2つのベクトルa・bの間の角度を求めるには内積の公式を使いますが、arctan(x)を使う別の方法もあります。

arctan((a×b)/(a・b))という形でベクトルの外積と内積を使って2ベクトル間の符号付き角度を求めることができます。

この方法はゲームエンジンやロボット制御など、2D空間での回転角計算で使われます。

物理での角度計算への応用

物理の問題でも、速度ベクトルの方向角や力の方向角を求める際にarctanが使われます。

たとえば水平成分Fx=3N・垂直成分Fy=4Nの合力の方向角は arctan(4/3) ≈ 53.13° と計算できます。

物理計算においても手順は同じで、タンジェント値を求めてarctanを適用するだけです。

プログラミングでの角度計算

続いては、プログラミングにおけるアークタンジェントを使った角度計算の方法について解説していきます。

Pythonでの実装例

Pythonでのarctan角度計算:

import math

dx, dy = 3, 3

angle_rad = math.atan2(dy, dx) # atan2で全象限対応

angle_deg = math.degrees(angle_rad) # 度数法に変換

print(angle_deg) # → 45.0

atan2関数を使うことで象限の補正を自動的に行えるため、実務的なプログラムではatanよりatant2を使うことが推奨されます。

Excelでの座標から角度計算

ExcelでA列にΔx・B列にΔyが入力されている場合、C列に「=DEGREES(ATAN2(A1, B1))」と入力することで角度を一括計算できます。

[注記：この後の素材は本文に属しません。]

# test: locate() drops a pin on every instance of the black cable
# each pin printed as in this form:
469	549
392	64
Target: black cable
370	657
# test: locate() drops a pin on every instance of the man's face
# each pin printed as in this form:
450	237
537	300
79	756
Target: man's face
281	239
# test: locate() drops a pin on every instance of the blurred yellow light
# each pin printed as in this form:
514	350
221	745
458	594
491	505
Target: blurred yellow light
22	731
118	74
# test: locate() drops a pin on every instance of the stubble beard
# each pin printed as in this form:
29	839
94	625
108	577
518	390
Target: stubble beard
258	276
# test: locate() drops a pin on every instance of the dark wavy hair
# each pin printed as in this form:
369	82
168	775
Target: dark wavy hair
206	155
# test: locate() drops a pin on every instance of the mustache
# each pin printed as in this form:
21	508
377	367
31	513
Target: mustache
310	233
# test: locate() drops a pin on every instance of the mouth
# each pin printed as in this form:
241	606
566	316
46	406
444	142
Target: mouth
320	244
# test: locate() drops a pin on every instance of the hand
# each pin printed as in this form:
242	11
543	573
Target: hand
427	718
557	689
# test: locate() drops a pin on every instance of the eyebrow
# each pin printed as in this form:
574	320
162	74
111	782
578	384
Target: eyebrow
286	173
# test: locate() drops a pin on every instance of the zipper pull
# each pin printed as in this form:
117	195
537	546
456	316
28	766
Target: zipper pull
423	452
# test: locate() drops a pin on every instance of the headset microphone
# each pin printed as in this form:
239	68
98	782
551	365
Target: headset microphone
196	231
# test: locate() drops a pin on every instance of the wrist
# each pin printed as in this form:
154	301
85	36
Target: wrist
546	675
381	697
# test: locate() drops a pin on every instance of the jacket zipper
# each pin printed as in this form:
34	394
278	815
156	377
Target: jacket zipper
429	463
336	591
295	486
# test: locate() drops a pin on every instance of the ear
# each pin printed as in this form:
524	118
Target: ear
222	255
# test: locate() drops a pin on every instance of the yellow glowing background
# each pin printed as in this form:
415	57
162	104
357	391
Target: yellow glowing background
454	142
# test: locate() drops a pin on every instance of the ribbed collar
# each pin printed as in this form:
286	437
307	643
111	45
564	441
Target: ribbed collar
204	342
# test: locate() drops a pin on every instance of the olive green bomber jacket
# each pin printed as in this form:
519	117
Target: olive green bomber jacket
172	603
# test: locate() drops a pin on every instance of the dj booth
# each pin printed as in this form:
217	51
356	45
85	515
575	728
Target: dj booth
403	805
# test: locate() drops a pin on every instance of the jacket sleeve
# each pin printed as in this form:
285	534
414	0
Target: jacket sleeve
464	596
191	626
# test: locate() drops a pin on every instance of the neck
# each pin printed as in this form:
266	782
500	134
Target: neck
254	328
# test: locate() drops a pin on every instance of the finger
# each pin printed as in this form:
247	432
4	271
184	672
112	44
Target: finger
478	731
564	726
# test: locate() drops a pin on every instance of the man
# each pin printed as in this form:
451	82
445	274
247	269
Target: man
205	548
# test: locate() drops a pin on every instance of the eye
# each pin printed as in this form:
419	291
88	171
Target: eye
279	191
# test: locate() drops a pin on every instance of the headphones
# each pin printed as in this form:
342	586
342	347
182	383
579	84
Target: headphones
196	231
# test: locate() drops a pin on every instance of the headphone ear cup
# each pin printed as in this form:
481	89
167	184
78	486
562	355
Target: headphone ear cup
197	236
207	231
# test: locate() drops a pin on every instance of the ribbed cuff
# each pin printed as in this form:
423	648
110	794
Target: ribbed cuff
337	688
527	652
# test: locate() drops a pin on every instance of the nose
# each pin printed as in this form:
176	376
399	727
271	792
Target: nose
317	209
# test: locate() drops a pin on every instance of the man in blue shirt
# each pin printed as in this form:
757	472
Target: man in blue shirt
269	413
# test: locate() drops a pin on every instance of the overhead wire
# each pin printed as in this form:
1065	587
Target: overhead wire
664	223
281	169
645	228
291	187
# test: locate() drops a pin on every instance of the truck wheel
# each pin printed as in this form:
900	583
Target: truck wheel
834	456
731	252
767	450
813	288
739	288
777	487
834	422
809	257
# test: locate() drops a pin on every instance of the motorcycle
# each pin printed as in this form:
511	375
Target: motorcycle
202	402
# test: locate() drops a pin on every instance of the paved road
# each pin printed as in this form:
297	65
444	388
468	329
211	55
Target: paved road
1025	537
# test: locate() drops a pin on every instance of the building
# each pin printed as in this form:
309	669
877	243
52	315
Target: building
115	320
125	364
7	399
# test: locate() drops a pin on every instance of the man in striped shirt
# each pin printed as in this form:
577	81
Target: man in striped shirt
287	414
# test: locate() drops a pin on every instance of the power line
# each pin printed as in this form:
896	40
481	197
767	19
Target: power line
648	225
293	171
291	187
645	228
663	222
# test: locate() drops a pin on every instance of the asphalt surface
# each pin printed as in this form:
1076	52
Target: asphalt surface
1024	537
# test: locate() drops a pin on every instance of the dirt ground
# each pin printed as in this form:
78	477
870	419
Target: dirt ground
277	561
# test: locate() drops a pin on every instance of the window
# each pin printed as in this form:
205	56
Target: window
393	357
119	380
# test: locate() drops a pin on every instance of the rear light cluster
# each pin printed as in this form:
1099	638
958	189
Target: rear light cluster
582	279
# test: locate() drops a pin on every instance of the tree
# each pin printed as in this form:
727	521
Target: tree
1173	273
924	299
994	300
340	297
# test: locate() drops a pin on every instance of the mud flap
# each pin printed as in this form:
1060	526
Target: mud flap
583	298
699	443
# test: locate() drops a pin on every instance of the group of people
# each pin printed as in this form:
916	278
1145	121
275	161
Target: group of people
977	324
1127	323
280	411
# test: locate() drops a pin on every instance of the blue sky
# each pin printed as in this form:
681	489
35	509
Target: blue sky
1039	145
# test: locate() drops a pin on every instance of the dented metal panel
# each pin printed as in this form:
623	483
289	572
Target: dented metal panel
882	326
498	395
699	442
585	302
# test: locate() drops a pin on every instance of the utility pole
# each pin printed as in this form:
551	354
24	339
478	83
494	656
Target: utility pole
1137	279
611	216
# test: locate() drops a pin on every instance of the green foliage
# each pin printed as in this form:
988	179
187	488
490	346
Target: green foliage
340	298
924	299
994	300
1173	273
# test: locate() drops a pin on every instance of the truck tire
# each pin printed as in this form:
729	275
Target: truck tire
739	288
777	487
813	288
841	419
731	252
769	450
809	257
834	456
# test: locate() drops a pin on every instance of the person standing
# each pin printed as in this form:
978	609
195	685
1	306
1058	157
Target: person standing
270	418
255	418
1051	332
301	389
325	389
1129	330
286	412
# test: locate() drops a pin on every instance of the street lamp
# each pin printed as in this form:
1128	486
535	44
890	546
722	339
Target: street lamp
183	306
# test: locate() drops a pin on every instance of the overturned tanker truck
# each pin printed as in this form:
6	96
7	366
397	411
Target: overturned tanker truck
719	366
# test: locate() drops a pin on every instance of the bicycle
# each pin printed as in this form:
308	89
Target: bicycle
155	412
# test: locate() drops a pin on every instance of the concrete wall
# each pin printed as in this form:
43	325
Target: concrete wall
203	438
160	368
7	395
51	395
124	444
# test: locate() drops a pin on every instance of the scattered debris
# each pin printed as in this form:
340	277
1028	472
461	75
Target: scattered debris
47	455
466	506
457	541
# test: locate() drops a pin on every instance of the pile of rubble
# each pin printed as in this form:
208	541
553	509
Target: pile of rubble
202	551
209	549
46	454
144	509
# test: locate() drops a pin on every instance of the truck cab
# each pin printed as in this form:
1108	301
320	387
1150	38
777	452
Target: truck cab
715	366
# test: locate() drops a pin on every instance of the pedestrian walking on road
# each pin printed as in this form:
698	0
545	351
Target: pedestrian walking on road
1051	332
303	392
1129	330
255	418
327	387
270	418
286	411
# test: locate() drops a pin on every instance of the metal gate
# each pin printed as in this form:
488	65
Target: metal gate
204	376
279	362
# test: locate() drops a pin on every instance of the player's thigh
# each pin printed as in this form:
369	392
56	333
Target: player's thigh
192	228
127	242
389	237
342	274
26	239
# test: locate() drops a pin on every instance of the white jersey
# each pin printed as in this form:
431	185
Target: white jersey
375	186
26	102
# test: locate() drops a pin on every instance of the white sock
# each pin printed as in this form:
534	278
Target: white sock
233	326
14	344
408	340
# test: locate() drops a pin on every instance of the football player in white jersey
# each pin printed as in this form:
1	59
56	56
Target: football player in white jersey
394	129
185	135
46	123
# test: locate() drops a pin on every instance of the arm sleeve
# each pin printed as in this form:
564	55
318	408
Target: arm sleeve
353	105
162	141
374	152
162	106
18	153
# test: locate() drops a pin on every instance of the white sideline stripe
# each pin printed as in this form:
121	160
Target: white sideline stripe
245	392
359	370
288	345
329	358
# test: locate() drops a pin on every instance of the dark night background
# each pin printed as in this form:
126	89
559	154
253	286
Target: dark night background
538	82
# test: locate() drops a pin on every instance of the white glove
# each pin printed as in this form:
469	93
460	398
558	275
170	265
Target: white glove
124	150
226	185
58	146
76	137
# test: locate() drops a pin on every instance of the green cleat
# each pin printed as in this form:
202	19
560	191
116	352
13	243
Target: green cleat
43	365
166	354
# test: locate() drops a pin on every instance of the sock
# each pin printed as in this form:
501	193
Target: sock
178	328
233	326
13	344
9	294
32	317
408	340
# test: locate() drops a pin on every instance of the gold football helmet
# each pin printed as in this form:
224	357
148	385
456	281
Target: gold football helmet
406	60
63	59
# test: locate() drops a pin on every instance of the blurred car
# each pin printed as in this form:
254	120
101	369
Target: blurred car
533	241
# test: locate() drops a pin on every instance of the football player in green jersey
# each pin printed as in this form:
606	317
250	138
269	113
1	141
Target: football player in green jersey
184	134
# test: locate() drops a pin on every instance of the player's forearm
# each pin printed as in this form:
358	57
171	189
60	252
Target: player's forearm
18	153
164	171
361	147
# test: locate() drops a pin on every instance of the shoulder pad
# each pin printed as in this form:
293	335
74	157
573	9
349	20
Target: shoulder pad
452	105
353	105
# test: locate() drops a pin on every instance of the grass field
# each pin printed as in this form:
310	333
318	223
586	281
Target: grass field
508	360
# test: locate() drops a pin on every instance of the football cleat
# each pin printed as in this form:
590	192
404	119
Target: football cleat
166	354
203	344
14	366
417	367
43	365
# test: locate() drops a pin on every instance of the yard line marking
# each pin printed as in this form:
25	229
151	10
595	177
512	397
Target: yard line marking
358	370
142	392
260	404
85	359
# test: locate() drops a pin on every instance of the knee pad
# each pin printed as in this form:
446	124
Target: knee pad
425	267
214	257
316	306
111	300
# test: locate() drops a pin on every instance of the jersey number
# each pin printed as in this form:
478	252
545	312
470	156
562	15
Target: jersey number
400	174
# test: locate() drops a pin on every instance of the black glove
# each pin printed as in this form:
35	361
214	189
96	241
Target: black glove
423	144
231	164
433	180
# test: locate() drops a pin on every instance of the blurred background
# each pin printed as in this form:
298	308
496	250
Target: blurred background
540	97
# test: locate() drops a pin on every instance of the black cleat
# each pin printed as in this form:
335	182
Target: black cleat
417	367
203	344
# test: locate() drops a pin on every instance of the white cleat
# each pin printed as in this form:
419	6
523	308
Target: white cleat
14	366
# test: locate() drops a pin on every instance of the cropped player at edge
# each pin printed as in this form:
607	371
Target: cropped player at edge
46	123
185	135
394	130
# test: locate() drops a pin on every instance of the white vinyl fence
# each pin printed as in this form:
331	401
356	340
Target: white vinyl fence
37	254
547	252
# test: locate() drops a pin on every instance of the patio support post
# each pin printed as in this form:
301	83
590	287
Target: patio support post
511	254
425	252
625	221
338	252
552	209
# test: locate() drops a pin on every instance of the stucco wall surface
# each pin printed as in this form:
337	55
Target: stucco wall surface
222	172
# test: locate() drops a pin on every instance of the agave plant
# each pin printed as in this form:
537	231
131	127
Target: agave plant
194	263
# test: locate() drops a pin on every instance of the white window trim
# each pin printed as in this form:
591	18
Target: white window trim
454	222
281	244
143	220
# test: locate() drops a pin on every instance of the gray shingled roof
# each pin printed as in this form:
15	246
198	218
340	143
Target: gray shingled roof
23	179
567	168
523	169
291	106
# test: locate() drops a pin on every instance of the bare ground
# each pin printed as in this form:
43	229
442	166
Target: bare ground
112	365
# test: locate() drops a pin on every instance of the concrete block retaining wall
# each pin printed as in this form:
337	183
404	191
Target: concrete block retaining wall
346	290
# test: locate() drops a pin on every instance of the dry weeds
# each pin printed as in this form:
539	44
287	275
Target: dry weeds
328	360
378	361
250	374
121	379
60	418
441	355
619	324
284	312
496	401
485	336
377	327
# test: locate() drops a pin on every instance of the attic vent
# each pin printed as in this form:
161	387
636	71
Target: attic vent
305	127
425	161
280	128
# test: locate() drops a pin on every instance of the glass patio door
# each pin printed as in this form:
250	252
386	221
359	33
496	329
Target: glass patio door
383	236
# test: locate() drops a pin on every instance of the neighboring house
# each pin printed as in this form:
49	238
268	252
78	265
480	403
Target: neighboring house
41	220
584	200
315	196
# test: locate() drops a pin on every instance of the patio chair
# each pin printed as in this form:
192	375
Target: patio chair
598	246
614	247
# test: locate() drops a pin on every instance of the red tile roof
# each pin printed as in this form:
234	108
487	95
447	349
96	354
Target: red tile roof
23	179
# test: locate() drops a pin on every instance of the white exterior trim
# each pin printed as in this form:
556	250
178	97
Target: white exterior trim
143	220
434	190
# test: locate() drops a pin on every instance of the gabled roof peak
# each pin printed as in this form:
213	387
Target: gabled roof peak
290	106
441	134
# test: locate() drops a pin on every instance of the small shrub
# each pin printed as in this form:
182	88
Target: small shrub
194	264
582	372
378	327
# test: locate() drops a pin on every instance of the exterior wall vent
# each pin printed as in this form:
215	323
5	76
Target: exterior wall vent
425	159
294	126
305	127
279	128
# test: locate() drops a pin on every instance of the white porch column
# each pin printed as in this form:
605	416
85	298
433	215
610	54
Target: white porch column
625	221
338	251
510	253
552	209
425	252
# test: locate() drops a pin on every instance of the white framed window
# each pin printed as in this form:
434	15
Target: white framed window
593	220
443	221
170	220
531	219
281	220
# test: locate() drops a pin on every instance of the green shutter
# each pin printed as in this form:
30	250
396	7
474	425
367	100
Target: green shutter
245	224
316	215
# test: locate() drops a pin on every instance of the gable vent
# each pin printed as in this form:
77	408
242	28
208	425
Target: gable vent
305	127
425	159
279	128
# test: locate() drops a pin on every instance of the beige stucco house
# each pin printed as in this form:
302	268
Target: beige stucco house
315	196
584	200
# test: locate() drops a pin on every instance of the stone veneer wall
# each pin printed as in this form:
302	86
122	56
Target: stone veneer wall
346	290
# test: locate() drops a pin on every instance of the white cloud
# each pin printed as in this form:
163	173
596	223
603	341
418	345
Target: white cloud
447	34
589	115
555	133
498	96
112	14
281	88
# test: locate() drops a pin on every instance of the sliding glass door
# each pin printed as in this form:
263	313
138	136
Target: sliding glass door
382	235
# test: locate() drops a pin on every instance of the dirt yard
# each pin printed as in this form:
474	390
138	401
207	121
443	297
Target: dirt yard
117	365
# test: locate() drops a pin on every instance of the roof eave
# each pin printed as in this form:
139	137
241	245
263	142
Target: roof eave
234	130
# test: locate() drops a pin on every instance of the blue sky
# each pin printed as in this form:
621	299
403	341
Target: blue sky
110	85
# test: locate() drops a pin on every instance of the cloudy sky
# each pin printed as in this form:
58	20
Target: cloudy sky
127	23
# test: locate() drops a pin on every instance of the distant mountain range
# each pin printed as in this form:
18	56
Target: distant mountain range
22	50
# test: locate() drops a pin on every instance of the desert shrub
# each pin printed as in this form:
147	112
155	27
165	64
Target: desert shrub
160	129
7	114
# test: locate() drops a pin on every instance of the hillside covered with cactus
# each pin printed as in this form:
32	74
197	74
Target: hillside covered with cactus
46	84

大量の座標データを処理する場合、Excelのarctan関数は非常に効率的です。

まとめ

この記事では、アークタンジェントを使った角度の求め方・座標から角度・ベクトルの方向角・勾配からの角度計算・プログラミングへの応用について解説しました。

arctan(y/x)がベクトルや直線の角度計算の基本であり、全象限に対応するにはatan2を使うことがポイントです。

数学・物理・工学・プログラミングと幅広い分野で使える知識ですので、ぜひ実践で活用してみてください。